Trainings Time: 0.11668825149536133
Prediction Time: 0.10491585731506348
---------------------------------------
Random Forest accuracy: 0.829587748955877


### Support Vector Machine

In [14]:
from sklearn.svm import LinearSVC

scaler = StandardScaler()
X_std = scaler.fit_transform(X)
svc_clf = LinearSVC(C=1.0)

t0=time.time()
svc_model = svc_clf.fit(X_std, y)
print("Trainings Time:", time.time()-t0)

t0=time.time()
y_pred = svc_model.predict(X_test)
print("Prediction Time:", time.time()-t0)

svc_acc = accuracy_score(y_pred, y_test)
print("---------------------------------------")
print("Support Vector Machine accuracy:", svc_acc)


Trainings Time: 4.12811279296875
Prediction Time: 0.015109777450561523
---------------------------------------
Support Vector Machine accuracy: 0.22280307980793818


### Adaboos Classifier

In [15]:
from sklearn.ensemble import AdaBoostClassifier

ab_clf = AdaBoostClassifier(n_estimators=50,
                         learning_rate=1,
                         random_state=0)

t0=time.time()
ab_model = ab_clf.fit(X, y)
print("Trainings Time:", time.time()-t0)

t0=time.time()
y_pred = ab_model.predict(X_test)
print("Prediction Time:", time.time()-t0)

ab_acc = accuracy_score(y_pred, y_test)
print("---------------------------------------")
print("Adaboost accuracy:", ab_acc)

Trainings Time: 2.0581631660461426
Prediction Time: 0.11470794677734375
---------------------------------------
Adaboost accuracy: 0.8312924396965651


### Logistic Regression Classifier

In [17]:
from sklearn.linear_model import LogisticRegression

scaler = StandardScaler()
X_std = scaler.fit_transform(X)

lr_clf = LogisticRegression(random_state=0)

t0=time.time()
lr_model = lr_clf.fit(X_std, y)
print("Trainings Time:", time.time()-t0)

t0=time.time()
y_pred = lr_model.predict(X_test)
print("Prediction Time:", time.time()-t0)

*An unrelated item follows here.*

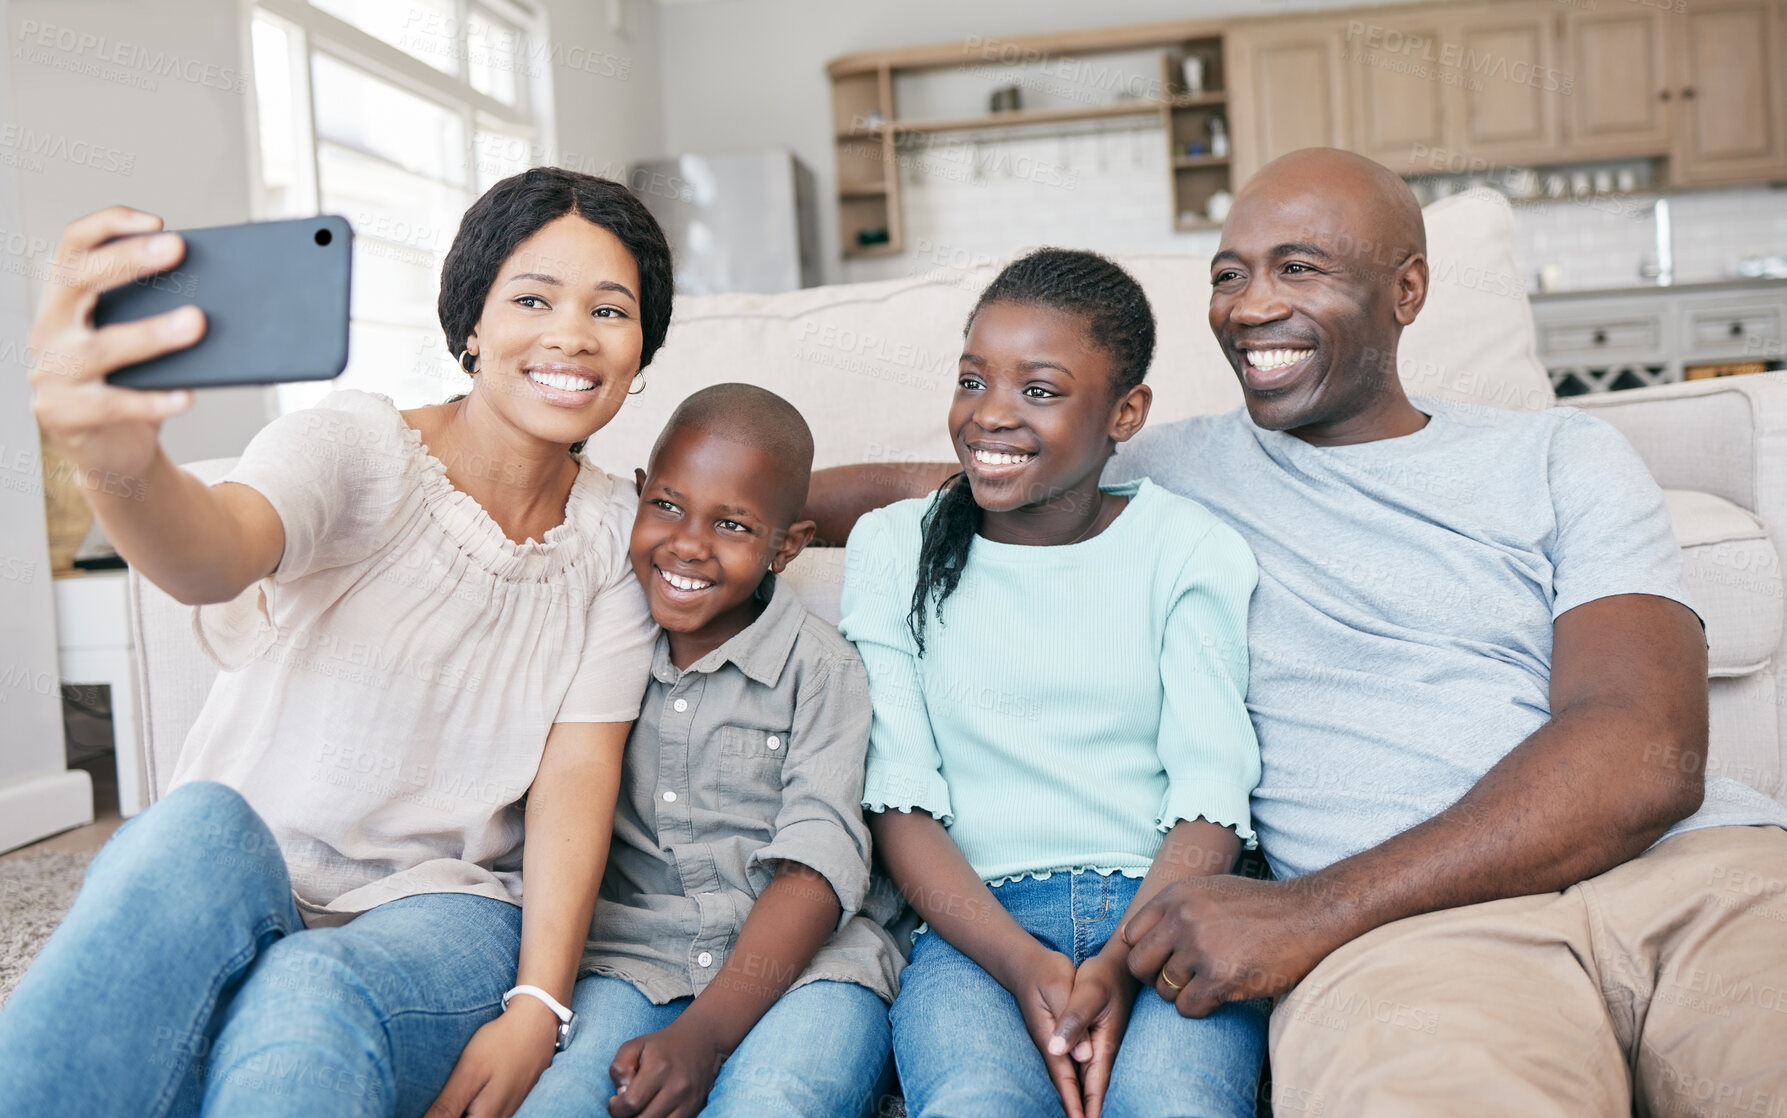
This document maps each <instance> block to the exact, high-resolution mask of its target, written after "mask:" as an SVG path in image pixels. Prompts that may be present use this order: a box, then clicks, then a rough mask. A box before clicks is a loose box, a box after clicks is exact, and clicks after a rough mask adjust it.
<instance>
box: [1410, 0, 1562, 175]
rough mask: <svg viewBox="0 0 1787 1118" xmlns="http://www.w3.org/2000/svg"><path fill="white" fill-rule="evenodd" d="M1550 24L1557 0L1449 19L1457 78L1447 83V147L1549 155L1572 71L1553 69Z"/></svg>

lr_acc = accuracy_score(y_pred, y_test)
print("---------------------------------------")
print("Logistic Regression accuracy:", lr_acc)


Trainings Time: 0.1550908088684082
Prediction Time: 0.000997304916381836
---------------------------------------
Logistic Regression accuracy: 0.22280307980793818


### Conclusion

As we can see, adaboost is outperforming all other models by a significant amount when it comes to the training the model and predictions.

Im not enitrely sure why the logisitic regression model is underperforming, so it will need further investigations. 
Considering the current technical setup, I would pick the adaboost classifier folowed by decision tree classifier.